Matching context sensitive rules and generating output using regular expressions
I have previously written about generating words that sound like an input word. My interest in reimplementing this project from many years ago was fueled by a desire to find out exactly how flexible modern regular expression libraries are (the original used a bespoke tool). I had a set of regular expressions describing a mapping from one or more letters to one or more phonemes and I wanted to use someone else’s library to do all the heavy duty matching.
The following lists some of the mapping rules. The letters between []
are the ones that are ‘consumed’ by the match and any letters/characters either side are the context required for the rule to match. The characters between //
are phonemes represented using the Arpabet phonetic transcription.
@[ew]=/UW/ [giv]=/G IH V/ [g]i^=/G/ [ge]t=/G EH/ su[gges]=/G JH EH S/ [gg]=/G/ b$[g]=/G/ [g]+=/JH/ # space - start of word # $ - one or more vowels # ! - two or more vowels # + - one front vowel # : - zero or more consonants # ^ - one consonant # ; - one or more consonants # . - one voiced consonant # @ - one special consonant # & - one sibilant # % - one suffix |
After some searching I settled on using the PCRE (Perl Compatible Regular Expressions) library, which contains more functionality than you can shake a stick at.
My plan was to translate each of the 300+ rules, using awk, into a regular expression, concatenate all of these together using alternation and let PCRE handle all of the matching details; which is what I did and it worked. Along the way a few problems had to be solved…
How can the appropriate phoneme(s) be generated when a rule matches? The solution is to use what PCRE calls callouts. During matching if the sequence (?C77)
is encountered in the pattern a developer defined function (set up prior to calling pcre_execute
) is called with information about the current state of the match. In this example the information would include the value 77 (values between 0 and 255 are supported). By embedding a unique number in the subpattern for each rule (and writing the appropriate phoneme sequence out to a configuration file that is read on program startup) it is possible to generate the appropriate output (because there are more than 255 rules a pair of callouts are needed to specify larger values).
How can the left/right letter context be handled? Most regular expression matching works by consuming all of the matched characters, making them unavailable for matching by other parts of the regular expression during that match. PCRE supports what it calls left and right assertions, which require a pattern to match but don’t consume the matched characters, leaving them to be matched by some other part of the pattern. So the rule [ge]t
is mapped to the regular expression ge(?=t)
which consumes a ge followed by a t but leaves the t for matching by another part of the pattern.
One problem occurs for backward assertions, which are restricted to matching the same number of characters for all alternatives of the pattern. For example the backward assertion (?<=(a|ab)e)
is not supported because one path through the pattern is two characters long while the other is three characters long. The rule @[ew]
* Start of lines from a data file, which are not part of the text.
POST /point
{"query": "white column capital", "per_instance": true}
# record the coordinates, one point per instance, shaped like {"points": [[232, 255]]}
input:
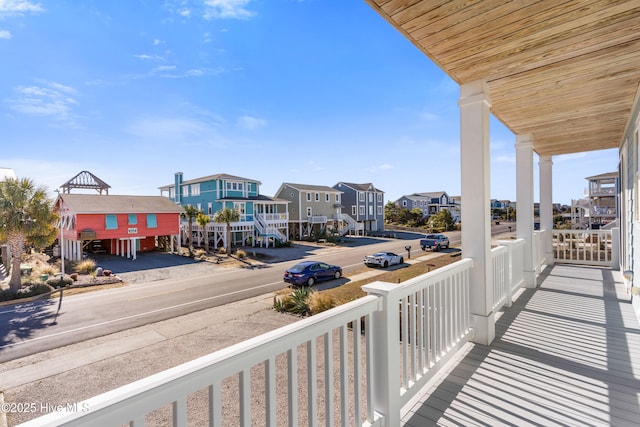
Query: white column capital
{"points": [[545, 160], [524, 141], [474, 92]]}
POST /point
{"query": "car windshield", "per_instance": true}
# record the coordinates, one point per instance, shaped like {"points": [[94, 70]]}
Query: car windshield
{"points": [[298, 268]]}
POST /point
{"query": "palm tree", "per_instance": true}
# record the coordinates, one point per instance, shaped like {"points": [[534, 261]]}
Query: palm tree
{"points": [[190, 212], [202, 221], [25, 218], [227, 215]]}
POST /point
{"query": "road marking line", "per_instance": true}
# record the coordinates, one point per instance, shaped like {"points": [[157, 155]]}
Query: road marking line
{"points": [[133, 316], [156, 295]]}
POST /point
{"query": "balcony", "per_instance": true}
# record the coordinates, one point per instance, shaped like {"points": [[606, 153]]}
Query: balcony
{"points": [[563, 355]]}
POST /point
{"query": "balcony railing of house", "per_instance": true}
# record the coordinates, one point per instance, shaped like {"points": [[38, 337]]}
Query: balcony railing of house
{"points": [[317, 219], [603, 211], [357, 364], [588, 247]]}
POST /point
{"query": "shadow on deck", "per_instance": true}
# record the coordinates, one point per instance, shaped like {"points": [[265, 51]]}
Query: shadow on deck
{"points": [[565, 353]]}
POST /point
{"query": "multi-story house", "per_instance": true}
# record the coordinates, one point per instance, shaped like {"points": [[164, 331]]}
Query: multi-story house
{"points": [[262, 219], [429, 203], [312, 208], [599, 206], [364, 204]]}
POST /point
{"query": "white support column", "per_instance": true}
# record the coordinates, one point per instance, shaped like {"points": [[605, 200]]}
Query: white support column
{"points": [[524, 206], [476, 215], [546, 207]]}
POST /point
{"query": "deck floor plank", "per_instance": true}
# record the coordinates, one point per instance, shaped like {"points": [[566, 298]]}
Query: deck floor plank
{"points": [[565, 354]]}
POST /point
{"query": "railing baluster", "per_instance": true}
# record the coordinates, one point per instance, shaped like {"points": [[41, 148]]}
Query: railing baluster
{"points": [[292, 371], [357, 373], [344, 376], [270, 391], [312, 377], [179, 409], [245, 397], [368, 325], [328, 378]]}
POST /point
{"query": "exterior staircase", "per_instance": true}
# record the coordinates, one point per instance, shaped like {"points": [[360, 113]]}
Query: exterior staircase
{"points": [[352, 226]]}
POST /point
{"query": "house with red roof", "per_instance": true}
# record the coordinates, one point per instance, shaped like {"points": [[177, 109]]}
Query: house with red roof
{"points": [[118, 225]]}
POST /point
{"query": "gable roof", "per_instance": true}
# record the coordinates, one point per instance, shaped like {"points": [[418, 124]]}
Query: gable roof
{"points": [[97, 203], [87, 181], [305, 187], [215, 177], [360, 187]]}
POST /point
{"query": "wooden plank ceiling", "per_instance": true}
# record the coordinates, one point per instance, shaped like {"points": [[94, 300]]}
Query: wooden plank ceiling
{"points": [[565, 71]]}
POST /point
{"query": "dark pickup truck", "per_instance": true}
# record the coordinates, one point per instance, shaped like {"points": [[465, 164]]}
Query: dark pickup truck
{"points": [[434, 242]]}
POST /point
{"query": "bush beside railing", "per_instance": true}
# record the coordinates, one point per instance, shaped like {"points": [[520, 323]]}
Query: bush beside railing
{"points": [[349, 364]]}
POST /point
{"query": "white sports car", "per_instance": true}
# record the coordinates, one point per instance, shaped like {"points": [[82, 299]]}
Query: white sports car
{"points": [[383, 259]]}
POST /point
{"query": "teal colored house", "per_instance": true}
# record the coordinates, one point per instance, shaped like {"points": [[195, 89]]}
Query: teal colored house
{"points": [[263, 220]]}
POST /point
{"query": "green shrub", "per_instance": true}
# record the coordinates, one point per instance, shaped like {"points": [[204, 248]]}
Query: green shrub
{"points": [[86, 266], [59, 282], [295, 301], [319, 302]]}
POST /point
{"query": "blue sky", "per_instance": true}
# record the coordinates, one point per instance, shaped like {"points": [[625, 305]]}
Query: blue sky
{"points": [[310, 92]]}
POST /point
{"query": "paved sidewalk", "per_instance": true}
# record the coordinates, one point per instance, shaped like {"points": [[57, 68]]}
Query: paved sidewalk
{"points": [[102, 364]]}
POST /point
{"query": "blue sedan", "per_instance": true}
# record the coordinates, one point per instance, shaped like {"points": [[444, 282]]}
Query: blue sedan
{"points": [[310, 272]]}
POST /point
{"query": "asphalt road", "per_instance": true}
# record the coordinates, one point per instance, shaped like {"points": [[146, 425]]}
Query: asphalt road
{"points": [[33, 327]]}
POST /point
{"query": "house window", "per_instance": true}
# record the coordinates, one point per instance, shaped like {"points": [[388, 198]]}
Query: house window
{"points": [[111, 222], [152, 221]]}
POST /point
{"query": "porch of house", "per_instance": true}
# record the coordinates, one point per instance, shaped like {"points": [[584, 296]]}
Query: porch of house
{"points": [[565, 353]]}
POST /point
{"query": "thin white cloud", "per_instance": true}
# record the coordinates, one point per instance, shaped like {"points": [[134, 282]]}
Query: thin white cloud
{"points": [[251, 123], [51, 99], [227, 9], [18, 7]]}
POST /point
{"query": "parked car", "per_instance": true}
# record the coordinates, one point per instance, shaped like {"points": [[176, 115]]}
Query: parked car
{"points": [[383, 259], [434, 242], [310, 272]]}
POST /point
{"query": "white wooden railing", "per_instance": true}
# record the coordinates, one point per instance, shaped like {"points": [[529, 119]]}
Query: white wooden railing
{"points": [[507, 261], [354, 365], [590, 247]]}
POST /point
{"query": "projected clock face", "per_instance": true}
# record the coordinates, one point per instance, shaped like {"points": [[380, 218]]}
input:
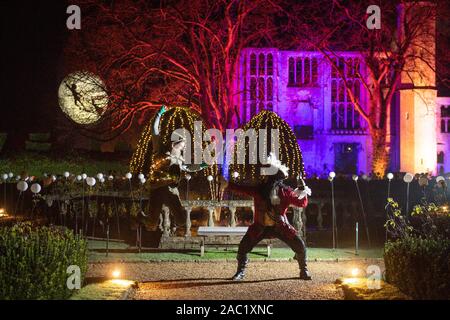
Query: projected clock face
{"points": [[82, 97]]}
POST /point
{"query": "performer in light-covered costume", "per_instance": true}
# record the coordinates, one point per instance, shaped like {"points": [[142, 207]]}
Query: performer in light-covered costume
{"points": [[272, 199], [165, 175]]}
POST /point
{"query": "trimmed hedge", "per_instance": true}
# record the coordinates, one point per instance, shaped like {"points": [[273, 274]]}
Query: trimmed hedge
{"points": [[419, 267], [34, 261]]}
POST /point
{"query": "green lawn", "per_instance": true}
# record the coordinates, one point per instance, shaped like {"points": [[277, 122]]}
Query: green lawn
{"points": [[35, 164], [222, 253]]}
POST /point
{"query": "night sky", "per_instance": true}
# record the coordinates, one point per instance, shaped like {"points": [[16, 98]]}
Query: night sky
{"points": [[32, 39]]}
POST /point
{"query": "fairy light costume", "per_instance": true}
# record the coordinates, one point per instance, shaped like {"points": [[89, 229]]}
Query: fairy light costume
{"points": [[272, 199], [165, 175]]}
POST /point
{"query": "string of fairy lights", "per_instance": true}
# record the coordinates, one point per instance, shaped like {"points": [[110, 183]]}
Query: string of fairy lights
{"points": [[289, 152]]}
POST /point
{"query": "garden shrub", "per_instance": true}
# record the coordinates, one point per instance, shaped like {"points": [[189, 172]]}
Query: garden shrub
{"points": [[419, 267], [2, 140], [39, 137], [417, 260], [34, 261]]}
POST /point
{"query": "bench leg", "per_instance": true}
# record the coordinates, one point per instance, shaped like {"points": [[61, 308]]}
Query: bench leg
{"points": [[202, 248]]}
cannot be matched using a backward assertion because @
includes letter sequences of different length (e.g., N, J, TH). The solution is to use a callout to perform a special left context match (specified by the callout number) which works by reversing the word being matched and the left context pattern and performing a forward (rather than backward) match.
The final pattern is over 10,000 characters long and looks something like (notice that everything is enclosed in ()
and terminated by a +
to force the longest possible match, i.e., the complete word:
(((a(?=$)(?C51)))|((?<=^)(are(?=$)(?C52)))| ... |(z(?C106)(?C55)))+ |
Now we need a method of using the letter to phoneme rules to map phonemes to letters. In some cases a phoneme sequence can be mapped to multiple letter sequences and I wanted to generate all of the possible letter sequences (e.g., cat -> K AE T
-> cat, kat, qat). PCRE does support a matching function capable of returning all possible matches. However this function does not support some of the functionality required, so I decided to 'force' the single match function to generate all possible sequences by using a callout to make it unconditionally fail as the last operation of every otherwise successful match, causing the matching process to backtrack and try to find an alternative match. Not the most efficient of solutions but it saved me having to learn a lot more about the functionality supported by PCRE.
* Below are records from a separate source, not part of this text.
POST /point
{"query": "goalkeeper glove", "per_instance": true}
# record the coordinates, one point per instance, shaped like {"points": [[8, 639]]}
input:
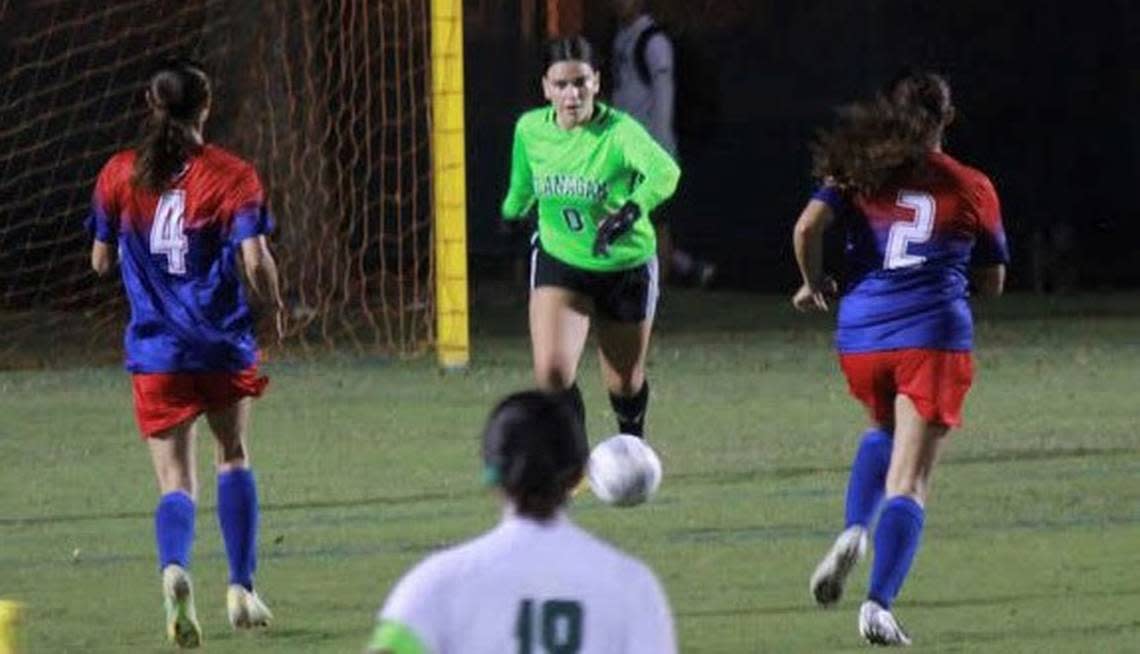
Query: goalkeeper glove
{"points": [[615, 226]]}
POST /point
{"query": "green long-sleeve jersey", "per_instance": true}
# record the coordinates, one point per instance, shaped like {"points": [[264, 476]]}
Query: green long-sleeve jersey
{"points": [[581, 174]]}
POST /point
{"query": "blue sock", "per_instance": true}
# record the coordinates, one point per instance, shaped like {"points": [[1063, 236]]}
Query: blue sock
{"points": [[896, 540], [237, 516], [869, 476], [173, 529]]}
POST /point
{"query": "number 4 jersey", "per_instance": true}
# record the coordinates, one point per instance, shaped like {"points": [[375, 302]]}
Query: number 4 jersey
{"points": [[178, 254], [909, 248], [528, 588]]}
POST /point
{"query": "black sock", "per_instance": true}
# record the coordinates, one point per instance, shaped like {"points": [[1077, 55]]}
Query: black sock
{"points": [[572, 398], [630, 410]]}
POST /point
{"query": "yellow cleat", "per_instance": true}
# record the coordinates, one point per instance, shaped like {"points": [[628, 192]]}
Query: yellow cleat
{"points": [[245, 608], [10, 616], [182, 628]]}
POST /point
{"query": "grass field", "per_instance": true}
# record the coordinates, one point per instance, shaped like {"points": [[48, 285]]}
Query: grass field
{"points": [[1033, 534]]}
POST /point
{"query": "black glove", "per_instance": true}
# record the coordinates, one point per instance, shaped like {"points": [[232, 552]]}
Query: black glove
{"points": [[615, 226]]}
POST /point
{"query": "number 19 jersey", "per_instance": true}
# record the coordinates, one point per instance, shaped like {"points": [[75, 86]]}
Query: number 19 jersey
{"points": [[527, 588], [909, 248], [177, 253]]}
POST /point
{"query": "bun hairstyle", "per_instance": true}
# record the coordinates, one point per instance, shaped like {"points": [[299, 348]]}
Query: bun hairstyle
{"points": [[178, 93], [573, 48], [536, 450], [878, 139]]}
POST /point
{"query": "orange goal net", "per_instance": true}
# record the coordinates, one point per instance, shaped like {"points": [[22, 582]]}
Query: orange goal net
{"points": [[328, 98]]}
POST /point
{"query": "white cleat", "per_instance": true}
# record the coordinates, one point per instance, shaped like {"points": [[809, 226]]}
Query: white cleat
{"points": [[879, 627], [245, 608], [182, 627], [828, 580]]}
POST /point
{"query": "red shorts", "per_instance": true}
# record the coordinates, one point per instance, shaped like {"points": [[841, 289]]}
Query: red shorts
{"points": [[163, 400], [936, 381]]}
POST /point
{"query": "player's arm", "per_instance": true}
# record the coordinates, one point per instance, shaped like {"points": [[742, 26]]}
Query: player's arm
{"points": [[807, 243], [651, 629], [659, 58], [520, 194], [103, 222], [261, 272], [391, 637], [991, 251], [102, 258], [658, 170]]}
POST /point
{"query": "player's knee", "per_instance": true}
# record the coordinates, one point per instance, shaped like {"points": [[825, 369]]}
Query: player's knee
{"points": [[230, 454], [174, 479], [553, 376], [912, 488]]}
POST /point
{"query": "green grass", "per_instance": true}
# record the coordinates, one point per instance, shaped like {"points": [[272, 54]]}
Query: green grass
{"points": [[366, 465]]}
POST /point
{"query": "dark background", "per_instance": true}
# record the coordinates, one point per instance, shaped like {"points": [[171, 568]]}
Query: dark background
{"points": [[1048, 97]]}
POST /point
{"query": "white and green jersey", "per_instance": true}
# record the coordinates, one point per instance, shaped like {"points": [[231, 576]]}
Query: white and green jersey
{"points": [[581, 174], [528, 588]]}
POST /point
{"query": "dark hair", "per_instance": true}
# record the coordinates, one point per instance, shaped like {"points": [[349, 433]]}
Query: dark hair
{"points": [[536, 449], [178, 92], [874, 140], [573, 48]]}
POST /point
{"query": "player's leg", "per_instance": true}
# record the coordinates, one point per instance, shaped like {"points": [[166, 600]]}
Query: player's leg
{"points": [[623, 348], [665, 247], [559, 327], [172, 455], [917, 446], [237, 512], [174, 465], [869, 381], [625, 323]]}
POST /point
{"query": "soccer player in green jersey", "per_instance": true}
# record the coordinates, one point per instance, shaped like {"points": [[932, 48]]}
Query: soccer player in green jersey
{"points": [[595, 174]]}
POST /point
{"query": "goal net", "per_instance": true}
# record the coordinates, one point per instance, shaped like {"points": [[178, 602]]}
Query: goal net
{"points": [[328, 98]]}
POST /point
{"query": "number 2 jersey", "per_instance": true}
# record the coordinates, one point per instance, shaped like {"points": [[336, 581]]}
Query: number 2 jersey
{"points": [[581, 174], [177, 252], [909, 248], [528, 587]]}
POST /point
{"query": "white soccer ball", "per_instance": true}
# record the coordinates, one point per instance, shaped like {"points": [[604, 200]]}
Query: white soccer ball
{"points": [[624, 471]]}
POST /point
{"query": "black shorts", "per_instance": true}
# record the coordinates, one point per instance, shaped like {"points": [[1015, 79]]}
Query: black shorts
{"points": [[623, 296]]}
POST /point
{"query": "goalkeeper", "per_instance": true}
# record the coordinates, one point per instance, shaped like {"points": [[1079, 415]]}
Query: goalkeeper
{"points": [[595, 174]]}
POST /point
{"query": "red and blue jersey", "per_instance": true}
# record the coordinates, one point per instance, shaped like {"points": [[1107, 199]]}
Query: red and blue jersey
{"points": [[909, 248], [178, 255]]}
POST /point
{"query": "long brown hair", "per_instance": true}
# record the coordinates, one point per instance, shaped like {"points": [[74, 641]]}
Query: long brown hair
{"points": [[874, 140], [536, 450], [178, 93]]}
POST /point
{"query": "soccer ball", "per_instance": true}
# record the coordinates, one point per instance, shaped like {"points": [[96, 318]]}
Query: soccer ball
{"points": [[624, 471]]}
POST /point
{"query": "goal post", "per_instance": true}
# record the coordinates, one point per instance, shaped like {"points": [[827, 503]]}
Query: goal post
{"points": [[449, 185]]}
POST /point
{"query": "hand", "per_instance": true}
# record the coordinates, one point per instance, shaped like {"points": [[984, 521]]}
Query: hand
{"points": [[281, 318], [615, 226], [814, 296]]}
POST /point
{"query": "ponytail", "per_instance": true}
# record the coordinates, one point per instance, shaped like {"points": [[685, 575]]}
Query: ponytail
{"points": [[876, 140], [178, 93]]}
For a given sequence of phonemes it is simple enough to match it using a regular expression created from the existing rules. However, any match also needs to meet any left/right letter context requirements. Because we are generating letters left to right we have a left context that can be matched, but no right context.
The left context is matched by applying the technique used for variable length left contexts, described above, i.e., the letters generated so far are reversed and these are matched using a reversed left context pattern.
An efficient solution to matching right context would be very fiddly to implement. I took the simple approach of ignoring the right letter context until the complete phoneme sequence had been matched; the generated letter sequence out of this matching process is feed as input to the letter-to-phoneme function and the returned phoneme sequence compared against the original generating phoneme sequence. If the two phoneme sequences are identical the generated letter sequence is included in the final set of returned letter sequences. Not very computer efficient, but an efficient use of my time.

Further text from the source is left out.